Una società a bassa autopropulsione, che non ritrova il gusto del rischio …”

Inizia così la sintesi del Rapporto Censis sulla situazione sociale in Italia. Una società in letargo, alla ricerca di connessioni tecnologiche come surrogato di quelle relazionali da sempre fondanti e fondative della dimensione economica, produttiva e comunitaria del nostro Paese. Dalla fotografia emerge un paese in cui diminuisce la propensione al rischio (se si esclude il contributo imprenditoriale generato dai Millennials  ..) e si afferma una cultura attendista che ha come unico effetto quello di “…gonfiare la bolla del cash cautelativo”.

Una staticità non dovuta unicamente agli effetti della crisi economica, bensì alle difficoltà ad individuare percorsi generativi.

Di questa difficoltà se ne è occupato un economista ungherese Tibor Scitovsky nel suo libro “ The Joyless economy” (L’economia senza gioia). Scitovsky nel 1976 entrando nel merito del dibatto sul paradosso della felicità, indicava la noia come  il principale malessere dei nostri tempi: “noia, che la società del consumo genera in seguito all’aumento delle aspirazioni e dell’aspettative …” .

Nella sua analisi, Scitovsky  cerca di andare più a fondo e si chiede come mai  nonostante si “corra tanto”(sembra una conversazione dei nostri giorni), si rischia poi non solo il pericolo di rimanere fermi ma addirittura di andare indietro?

La sua tesi  è che una «vita buona» abbia bisogno della presenza sia di “beni di comfort che di “beni di stimolo”. Il punto è che il comfort agisce in particolare per eliminare ogni fatica (si pensi all’aumento di comfort dovuto all’introduzione delle tecnologie..), mentre i “beni di stimolo” o di “creatività” per poter essere fruiti necessitano di una fatica iniziale, in quanto necessitano di un’esperienza.

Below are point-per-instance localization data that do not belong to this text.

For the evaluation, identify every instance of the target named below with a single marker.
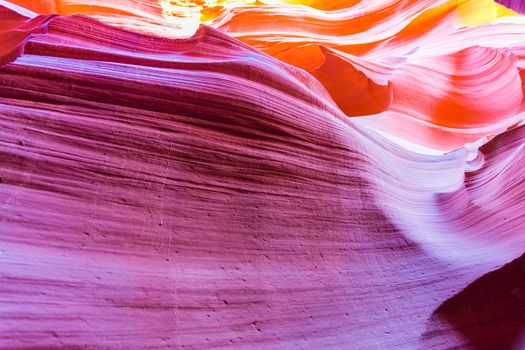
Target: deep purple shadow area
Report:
(488, 314)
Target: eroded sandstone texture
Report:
(197, 193)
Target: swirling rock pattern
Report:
(197, 193)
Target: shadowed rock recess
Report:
(197, 193)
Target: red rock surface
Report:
(189, 194)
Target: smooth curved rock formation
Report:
(422, 71)
(197, 193)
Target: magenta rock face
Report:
(196, 193)
(516, 5)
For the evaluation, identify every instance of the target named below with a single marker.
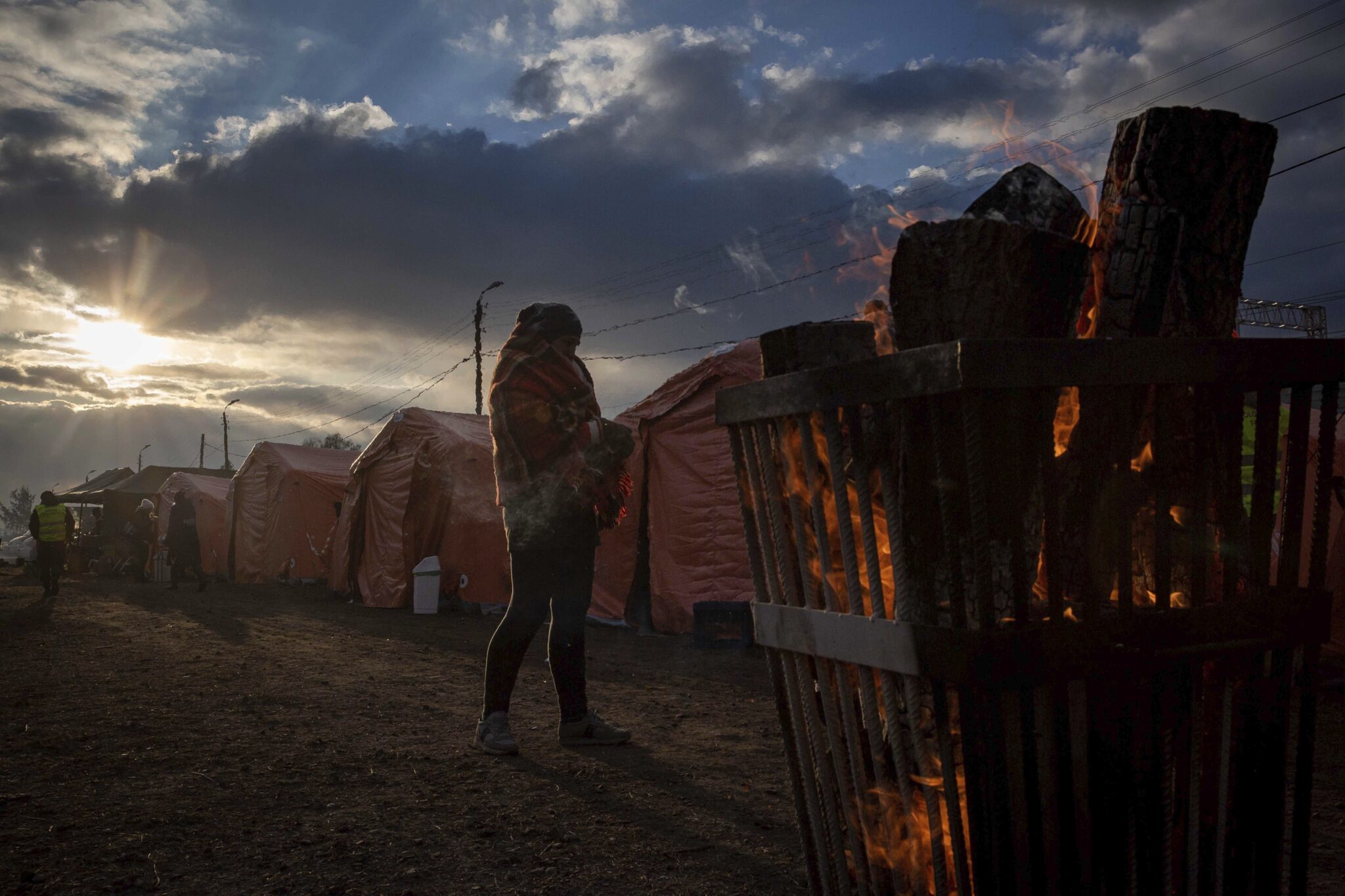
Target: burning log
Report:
(1032, 198)
(892, 509)
(982, 278)
(1178, 207)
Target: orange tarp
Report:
(210, 495)
(282, 511)
(684, 472)
(424, 486)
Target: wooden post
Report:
(979, 278)
(1178, 207)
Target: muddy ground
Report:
(277, 740)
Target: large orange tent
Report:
(210, 495)
(424, 486)
(282, 509)
(685, 503)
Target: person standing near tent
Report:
(183, 542)
(142, 531)
(562, 479)
(51, 524)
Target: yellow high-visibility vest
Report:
(51, 523)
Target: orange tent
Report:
(282, 511)
(424, 486)
(210, 495)
(685, 504)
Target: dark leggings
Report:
(560, 576)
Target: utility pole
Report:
(481, 312)
(225, 418)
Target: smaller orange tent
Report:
(282, 509)
(685, 503)
(210, 495)
(424, 486)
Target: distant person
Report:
(51, 526)
(142, 531)
(560, 477)
(183, 542)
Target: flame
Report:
(884, 328)
(1143, 459)
(902, 219)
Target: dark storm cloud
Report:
(307, 222)
(688, 105)
(1129, 9)
(34, 127)
(539, 89)
(57, 379)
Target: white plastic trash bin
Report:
(426, 576)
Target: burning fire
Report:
(1143, 459)
(884, 328)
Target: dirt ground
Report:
(277, 740)
(273, 740)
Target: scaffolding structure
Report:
(1304, 319)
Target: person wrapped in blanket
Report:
(560, 477)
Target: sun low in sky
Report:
(118, 344)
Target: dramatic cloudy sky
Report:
(296, 203)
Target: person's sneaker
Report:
(494, 738)
(591, 731)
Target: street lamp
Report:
(481, 310)
(225, 417)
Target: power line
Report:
(852, 202)
(992, 147)
(744, 293)
(1305, 108)
(1308, 161)
(437, 381)
(391, 368)
(1310, 249)
(318, 426)
(1030, 150)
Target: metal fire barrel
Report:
(1005, 670)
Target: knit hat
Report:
(550, 320)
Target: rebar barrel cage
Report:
(969, 703)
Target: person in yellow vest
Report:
(51, 526)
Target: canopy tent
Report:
(91, 492)
(120, 500)
(426, 485)
(210, 495)
(280, 512)
(682, 539)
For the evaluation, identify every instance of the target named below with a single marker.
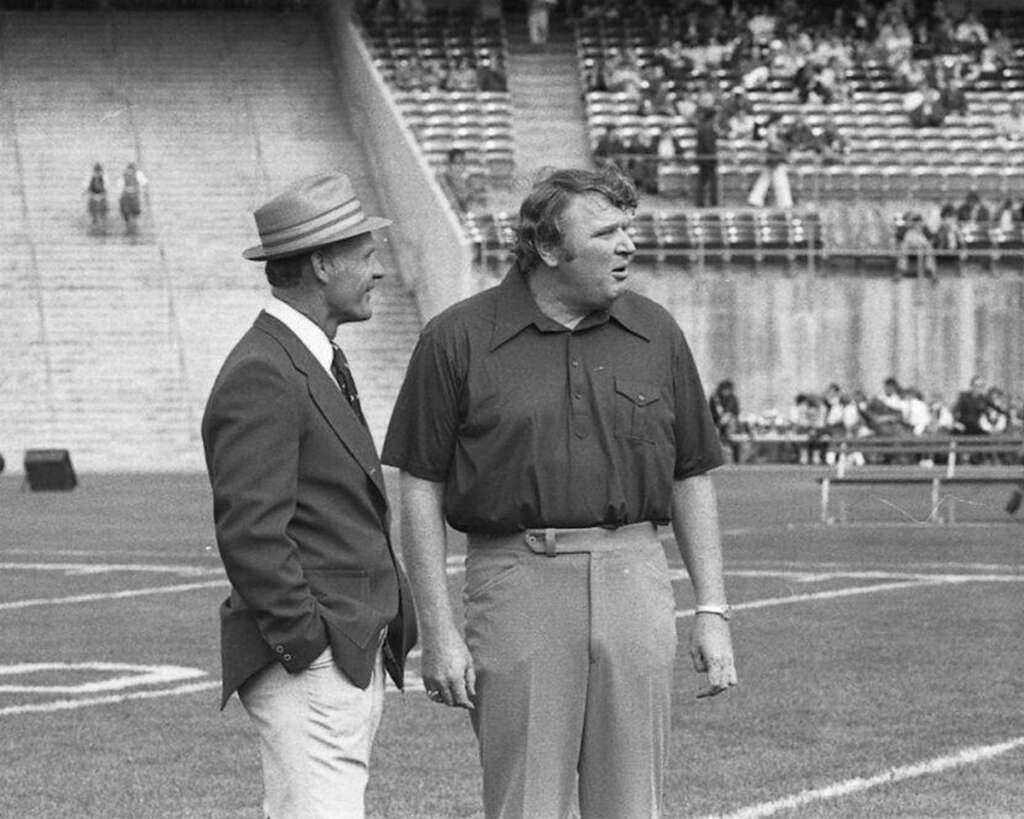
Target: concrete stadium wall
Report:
(435, 259)
(778, 335)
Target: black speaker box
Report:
(49, 470)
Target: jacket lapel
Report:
(329, 400)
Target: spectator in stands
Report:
(971, 405)
(592, 75)
(762, 25)
(433, 74)
(884, 413)
(407, 75)
(971, 34)
(949, 235)
(707, 159)
(995, 418)
(942, 415)
(775, 171)
(623, 72)
(538, 14)
(924, 106)
(827, 141)
(894, 39)
(916, 415)
(608, 145)
(842, 419)
(997, 53)
(642, 162)
(1011, 126)
(462, 77)
(807, 418)
(131, 187)
(725, 413)
(488, 77)
(677, 63)
(95, 190)
(783, 60)
(1006, 215)
(916, 251)
(972, 209)
(952, 97)
(656, 97)
(463, 190)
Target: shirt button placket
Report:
(581, 417)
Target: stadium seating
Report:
(477, 122)
(887, 157)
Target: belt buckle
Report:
(532, 539)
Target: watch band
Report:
(723, 611)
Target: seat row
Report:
(662, 231)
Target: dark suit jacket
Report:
(301, 518)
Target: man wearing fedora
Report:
(318, 607)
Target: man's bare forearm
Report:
(425, 551)
(694, 521)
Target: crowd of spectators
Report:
(814, 420)
(928, 51)
(434, 74)
(925, 235)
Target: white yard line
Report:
(69, 704)
(829, 595)
(971, 756)
(93, 598)
(107, 568)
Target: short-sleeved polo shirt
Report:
(530, 424)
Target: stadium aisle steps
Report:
(548, 121)
(118, 338)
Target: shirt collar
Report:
(309, 334)
(515, 309)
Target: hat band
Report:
(304, 233)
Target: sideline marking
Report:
(69, 704)
(91, 598)
(971, 756)
(136, 676)
(834, 593)
(107, 568)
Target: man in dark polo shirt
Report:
(556, 419)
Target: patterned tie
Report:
(339, 368)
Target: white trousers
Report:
(778, 178)
(315, 732)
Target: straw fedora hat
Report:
(314, 211)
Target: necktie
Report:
(339, 368)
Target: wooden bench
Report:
(955, 450)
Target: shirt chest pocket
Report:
(639, 410)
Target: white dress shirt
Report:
(311, 336)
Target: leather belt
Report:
(553, 542)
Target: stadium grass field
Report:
(881, 663)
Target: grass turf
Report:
(833, 688)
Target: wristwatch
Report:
(723, 611)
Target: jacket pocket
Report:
(344, 595)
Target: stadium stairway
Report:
(548, 121)
(112, 341)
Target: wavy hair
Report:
(541, 211)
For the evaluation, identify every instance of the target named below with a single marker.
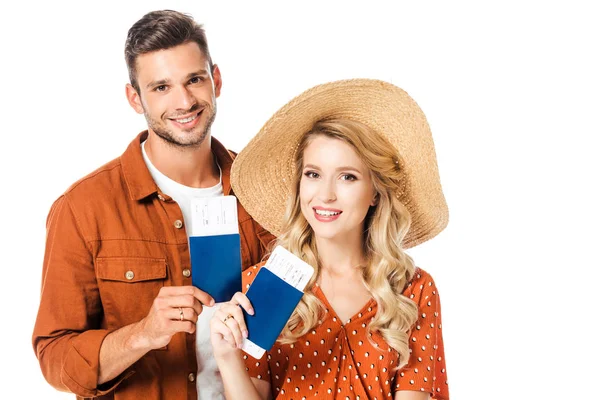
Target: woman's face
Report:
(336, 190)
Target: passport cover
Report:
(274, 301)
(217, 265)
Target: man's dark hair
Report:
(161, 30)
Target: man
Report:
(118, 316)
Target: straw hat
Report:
(262, 173)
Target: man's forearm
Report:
(119, 350)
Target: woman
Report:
(355, 162)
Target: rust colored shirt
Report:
(337, 360)
(113, 240)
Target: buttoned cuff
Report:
(80, 369)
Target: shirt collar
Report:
(138, 179)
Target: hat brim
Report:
(263, 171)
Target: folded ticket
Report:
(274, 294)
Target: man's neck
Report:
(189, 166)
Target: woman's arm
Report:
(228, 330)
(411, 395)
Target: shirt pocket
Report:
(128, 286)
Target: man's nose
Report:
(185, 99)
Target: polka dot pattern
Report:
(343, 360)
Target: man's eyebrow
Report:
(166, 81)
(199, 72)
(157, 83)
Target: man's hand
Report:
(175, 309)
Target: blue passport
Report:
(217, 265)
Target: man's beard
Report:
(160, 127)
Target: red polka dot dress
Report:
(337, 360)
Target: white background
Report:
(512, 94)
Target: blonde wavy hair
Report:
(388, 269)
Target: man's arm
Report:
(125, 346)
(74, 353)
(67, 335)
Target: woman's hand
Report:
(228, 328)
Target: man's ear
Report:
(133, 97)
(375, 200)
(217, 80)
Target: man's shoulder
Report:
(104, 180)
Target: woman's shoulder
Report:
(422, 283)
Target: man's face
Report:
(177, 93)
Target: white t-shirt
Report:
(208, 380)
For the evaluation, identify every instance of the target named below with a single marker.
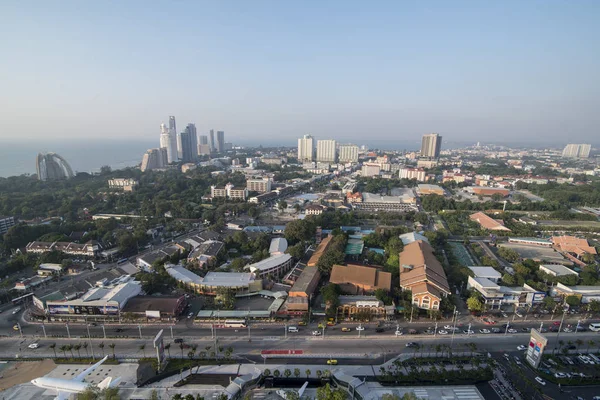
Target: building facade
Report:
(306, 147)
(431, 145)
(326, 151)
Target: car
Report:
(540, 381)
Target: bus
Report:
(235, 323)
(595, 327)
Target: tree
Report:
(474, 303)
(328, 393)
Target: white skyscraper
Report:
(577, 151)
(306, 147)
(431, 145)
(348, 153)
(326, 150)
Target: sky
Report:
(504, 71)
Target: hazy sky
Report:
(351, 70)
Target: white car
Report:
(540, 381)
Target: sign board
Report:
(535, 350)
(160, 349)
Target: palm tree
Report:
(78, 347)
(64, 349)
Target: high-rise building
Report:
(306, 147)
(348, 153)
(168, 141)
(220, 142)
(191, 128)
(326, 150)
(211, 141)
(154, 159)
(51, 167)
(187, 146)
(577, 151)
(431, 145)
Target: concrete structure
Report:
(154, 159)
(425, 189)
(488, 223)
(585, 293)
(370, 169)
(412, 173)
(51, 167)
(97, 302)
(557, 270)
(348, 153)
(274, 266)
(229, 191)
(6, 223)
(431, 145)
(422, 273)
(358, 279)
(326, 151)
(487, 273)
(577, 151)
(260, 185)
(306, 147)
(124, 184)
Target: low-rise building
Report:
(488, 223)
(358, 279)
(557, 270)
(124, 184)
(274, 266)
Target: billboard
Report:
(160, 349)
(535, 350)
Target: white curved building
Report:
(51, 167)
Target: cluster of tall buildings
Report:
(577, 151)
(327, 151)
(184, 146)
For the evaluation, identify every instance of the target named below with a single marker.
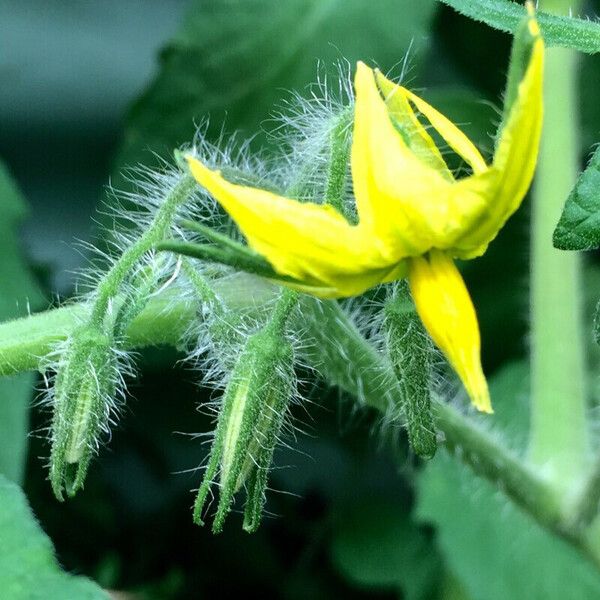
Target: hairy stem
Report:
(110, 284)
(559, 441)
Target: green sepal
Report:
(520, 55)
(240, 258)
(579, 224)
(85, 386)
(410, 351)
(252, 412)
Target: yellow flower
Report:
(414, 216)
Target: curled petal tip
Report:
(444, 305)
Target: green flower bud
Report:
(85, 388)
(250, 420)
(410, 351)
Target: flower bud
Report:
(410, 352)
(85, 387)
(251, 416)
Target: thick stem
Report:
(559, 442)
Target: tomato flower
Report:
(414, 216)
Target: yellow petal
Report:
(397, 97)
(398, 196)
(405, 120)
(505, 184)
(444, 305)
(310, 242)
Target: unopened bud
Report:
(410, 351)
(252, 412)
(85, 387)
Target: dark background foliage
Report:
(90, 88)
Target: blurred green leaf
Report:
(28, 568)
(377, 545)
(579, 225)
(19, 292)
(505, 15)
(235, 59)
(496, 550)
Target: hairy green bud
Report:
(410, 352)
(252, 413)
(85, 387)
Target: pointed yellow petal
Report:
(409, 126)
(505, 184)
(310, 242)
(398, 97)
(399, 198)
(445, 307)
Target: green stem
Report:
(344, 356)
(110, 284)
(502, 467)
(559, 441)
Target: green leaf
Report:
(505, 15)
(19, 291)
(377, 546)
(235, 59)
(496, 550)
(579, 225)
(28, 568)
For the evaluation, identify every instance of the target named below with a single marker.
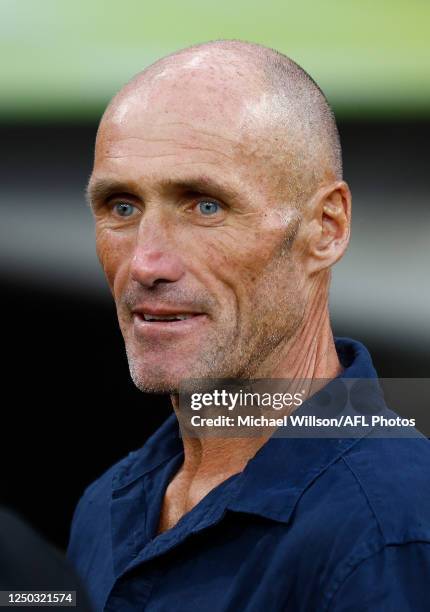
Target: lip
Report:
(157, 328)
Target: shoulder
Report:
(393, 475)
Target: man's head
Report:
(219, 200)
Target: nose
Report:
(155, 259)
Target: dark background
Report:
(69, 408)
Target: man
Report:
(220, 208)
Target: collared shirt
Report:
(310, 524)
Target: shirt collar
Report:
(281, 470)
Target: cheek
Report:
(115, 252)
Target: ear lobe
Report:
(332, 220)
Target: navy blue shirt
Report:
(311, 524)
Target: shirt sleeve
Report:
(396, 579)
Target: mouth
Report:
(178, 317)
(148, 321)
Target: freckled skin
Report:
(258, 268)
(228, 266)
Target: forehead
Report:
(196, 115)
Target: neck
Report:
(309, 354)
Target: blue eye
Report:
(207, 207)
(123, 209)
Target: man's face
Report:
(191, 228)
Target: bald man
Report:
(220, 207)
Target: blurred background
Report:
(69, 409)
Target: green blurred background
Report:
(63, 59)
(73, 410)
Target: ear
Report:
(331, 225)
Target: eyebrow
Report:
(101, 189)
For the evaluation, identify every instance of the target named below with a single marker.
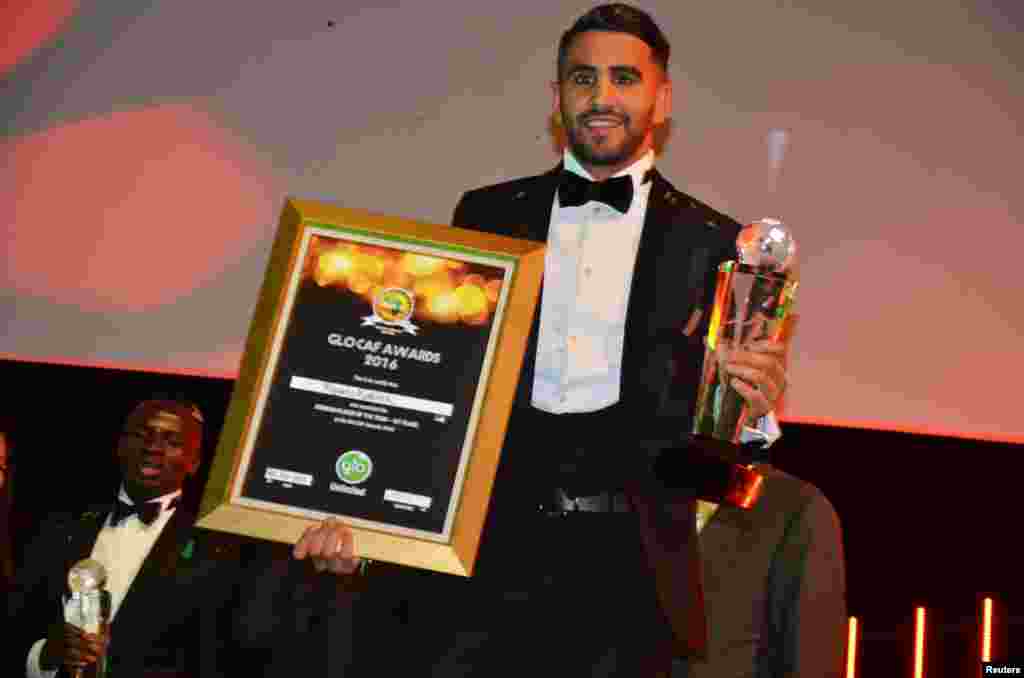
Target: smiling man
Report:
(586, 564)
(183, 600)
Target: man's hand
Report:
(759, 375)
(69, 645)
(330, 546)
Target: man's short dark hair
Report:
(617, 17)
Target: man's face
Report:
(610, 95)
(155, 453)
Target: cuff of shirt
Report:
(766, 433)
(32, 669)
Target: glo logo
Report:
(353, 467)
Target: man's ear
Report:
(194, 462)
(663, 101)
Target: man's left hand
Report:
(759, 375)
(331, 547)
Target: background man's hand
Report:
(759, 375)
(69, 645)
(330, 546)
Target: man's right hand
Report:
(69, 645)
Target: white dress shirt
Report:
(588, 272)
(121, 549)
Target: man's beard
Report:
(603, 157)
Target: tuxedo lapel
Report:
(530, 212)
(671, 261)
(530, 208)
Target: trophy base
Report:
(710, 469)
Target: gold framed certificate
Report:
(376, 385)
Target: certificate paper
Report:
(375, 396)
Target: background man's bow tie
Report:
(146, 511)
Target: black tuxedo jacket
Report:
(773, 577)
(204, 603)
(682, 243)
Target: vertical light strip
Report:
(851, 649)
(919, 643)
(986, 630)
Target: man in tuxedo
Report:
(588, 563)
(184, 601)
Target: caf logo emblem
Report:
(392, 308)
(353, 467)
(393, 304)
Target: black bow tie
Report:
(146, 511)
(574, 191)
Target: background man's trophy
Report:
(753, 299)
(88, 607)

La musica classica o la fruizione di esperienze culturali, per esempio, sono dei tipici beni di creatività: il beneficio che forniscono  è direttamente proporzionale all’investimento in termini di conoscenza e tempo che ciascuno di noi nella propria vita dedica a queste attività. Alcuni autori (Pier Luigi Sacco in Italia) hanno chiamato tale fatica iniziale «costo di attivazione»: per poter  percepire gratificazione nel consumo di un bene di creatività è necessario sostenere dei costi di attivazione iniziali.  Lo stesso può valere per i beni relazionali: andare a visitare un amico, costa relativamente sempre più, nella misura in cui costa sempre meno mandargli un messaggio su Whatsapp o via SMS.

Il prezzo è un rapporto tra due beni, se uno diventa sempre meno caro e come se l’altro aumentasse…e oggi i beni relazionali e l’investimento cognitivo in cultura, sono sempre più  costosi (la prova di ciò la si può trovare nella scelta del nostro Governo di proporre  un pacchetto corposo di incentivi nella Legge di Stabilità per favorire l’investimento in cultura).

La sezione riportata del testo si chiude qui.